主に通常の学級で学んでいるLD・ADHD・高機能自閉症等の子どもたちには,各教科の目標や内容に沿って各教科の指導時間に指導を行うだけでは十分ではなく,実社会で生きていく際に必要な様々な技能を身に付けることが必要だと感じることがある。LD・ADHD・高機能自閉症等の子どもたちの中には,各教科の学習で得たことを社会で生かしていくことが苦手な子がいるからである。
そのような子どもたちに効果的とされ指導内容や方法が工夫されているのが,ソーシャルスキルであり,その指導はソーシャルスキルトレーニングと言われている。ソーシャルスキルは,社会的スキル,あるいは社会的技能とも言われる。その対照として,アカデミックスキルという言い方をする場合がある。

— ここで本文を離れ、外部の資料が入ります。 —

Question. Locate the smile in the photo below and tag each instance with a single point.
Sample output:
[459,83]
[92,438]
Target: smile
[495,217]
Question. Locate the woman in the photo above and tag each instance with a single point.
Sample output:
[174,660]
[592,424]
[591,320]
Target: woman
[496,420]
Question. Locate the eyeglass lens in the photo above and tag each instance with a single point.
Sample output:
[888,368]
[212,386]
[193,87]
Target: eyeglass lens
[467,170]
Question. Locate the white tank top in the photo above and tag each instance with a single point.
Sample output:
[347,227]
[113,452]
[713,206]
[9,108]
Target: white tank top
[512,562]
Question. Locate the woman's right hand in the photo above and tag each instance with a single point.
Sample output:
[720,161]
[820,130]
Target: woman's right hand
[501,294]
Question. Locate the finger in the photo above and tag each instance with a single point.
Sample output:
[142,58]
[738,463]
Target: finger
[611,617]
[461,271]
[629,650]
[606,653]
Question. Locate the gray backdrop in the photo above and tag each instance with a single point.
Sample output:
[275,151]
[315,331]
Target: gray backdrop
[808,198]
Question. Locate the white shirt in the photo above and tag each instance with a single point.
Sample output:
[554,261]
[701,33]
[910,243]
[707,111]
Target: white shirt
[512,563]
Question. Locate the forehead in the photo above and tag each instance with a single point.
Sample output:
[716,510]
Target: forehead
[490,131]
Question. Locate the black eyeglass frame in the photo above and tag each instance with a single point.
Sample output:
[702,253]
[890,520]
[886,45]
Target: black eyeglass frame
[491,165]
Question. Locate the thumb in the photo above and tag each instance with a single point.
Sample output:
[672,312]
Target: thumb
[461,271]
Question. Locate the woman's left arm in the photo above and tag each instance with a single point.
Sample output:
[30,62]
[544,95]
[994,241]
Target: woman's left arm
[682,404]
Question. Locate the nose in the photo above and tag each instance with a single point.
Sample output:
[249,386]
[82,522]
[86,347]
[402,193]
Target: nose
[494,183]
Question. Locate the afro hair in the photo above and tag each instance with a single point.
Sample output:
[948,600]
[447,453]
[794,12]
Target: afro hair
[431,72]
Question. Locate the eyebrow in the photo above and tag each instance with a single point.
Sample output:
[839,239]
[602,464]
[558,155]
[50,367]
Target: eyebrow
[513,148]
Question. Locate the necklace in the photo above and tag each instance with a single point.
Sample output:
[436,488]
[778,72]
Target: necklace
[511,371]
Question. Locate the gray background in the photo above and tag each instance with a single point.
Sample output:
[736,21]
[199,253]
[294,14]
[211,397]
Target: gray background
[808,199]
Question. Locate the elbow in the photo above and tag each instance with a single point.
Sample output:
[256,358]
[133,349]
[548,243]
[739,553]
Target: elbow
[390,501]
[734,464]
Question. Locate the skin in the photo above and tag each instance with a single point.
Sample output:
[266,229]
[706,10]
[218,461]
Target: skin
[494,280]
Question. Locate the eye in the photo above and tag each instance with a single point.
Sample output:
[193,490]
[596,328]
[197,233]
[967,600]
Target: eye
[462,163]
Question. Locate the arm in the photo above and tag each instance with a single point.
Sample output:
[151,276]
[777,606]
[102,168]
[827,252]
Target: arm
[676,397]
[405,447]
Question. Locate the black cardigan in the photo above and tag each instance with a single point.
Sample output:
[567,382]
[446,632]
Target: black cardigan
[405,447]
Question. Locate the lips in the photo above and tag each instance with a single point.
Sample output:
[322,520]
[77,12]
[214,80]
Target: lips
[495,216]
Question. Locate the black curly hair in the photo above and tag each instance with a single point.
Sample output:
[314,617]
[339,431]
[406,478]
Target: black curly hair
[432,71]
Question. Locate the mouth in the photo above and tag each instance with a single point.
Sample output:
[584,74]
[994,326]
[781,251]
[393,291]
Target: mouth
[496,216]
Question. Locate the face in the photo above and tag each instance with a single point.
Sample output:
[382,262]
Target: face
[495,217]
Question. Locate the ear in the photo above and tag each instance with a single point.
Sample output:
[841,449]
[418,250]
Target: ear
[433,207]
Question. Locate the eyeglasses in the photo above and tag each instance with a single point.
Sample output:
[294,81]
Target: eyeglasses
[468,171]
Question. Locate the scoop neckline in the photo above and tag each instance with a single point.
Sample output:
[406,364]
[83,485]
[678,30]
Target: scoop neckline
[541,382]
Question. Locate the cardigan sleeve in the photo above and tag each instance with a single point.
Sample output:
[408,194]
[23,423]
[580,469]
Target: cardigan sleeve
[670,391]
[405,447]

通常の学級に在籍するLD・ADHD・高機能自閉症等の子どもたちは,その当該学年相当の各教科を学び,級友や教師と学校生活を送る。しかし,学習上や行動上で著しい困難を示すことから,子どもによっては何らかの特別な配慮や特別な指導が必要になる。もちろん,そのような障害があるからといって,必ずそのような何らかの特別な配慮や特別な指導が必要になるとは限らないことにも注意する必要がある。
そのような特別な配慮や特別な指導は,ちょうど盲・聾・養護学校の学習指導要領にある「自立活動」に相当するものである。ソーシャルスキルトレーニングは,LD・ADHD・高機能自閉症等ゆえに必要な特別な配慮や特別な指導を含むものである。
ソーシャルスキルの獲得は,幼児から小・中学生や高校生などと,年齢を問わず欠かせないものであり,年齢とともにその内容や方法は異なる。
そこで本特集では,LD・ADHD・高機能自閉症等の子どもに欠かせないソーシャルスキルの獲得について,個々の障害の状態や,つまずきの状態,年齢や学校種などに応じた取組みを紹介する。これにより,LD・ADHD・高機能自閉症等の子どもへのソーシャルスキルに関心を持つ教師が増え,ソーシャルスキルの獲得や向上を目指した指導が各学校において行われるようになることを期待している。
そして,社会の中で力強く生きていける人,すなわち「生きる力」を逞しく持った人が一人でも多く育つことを願っている。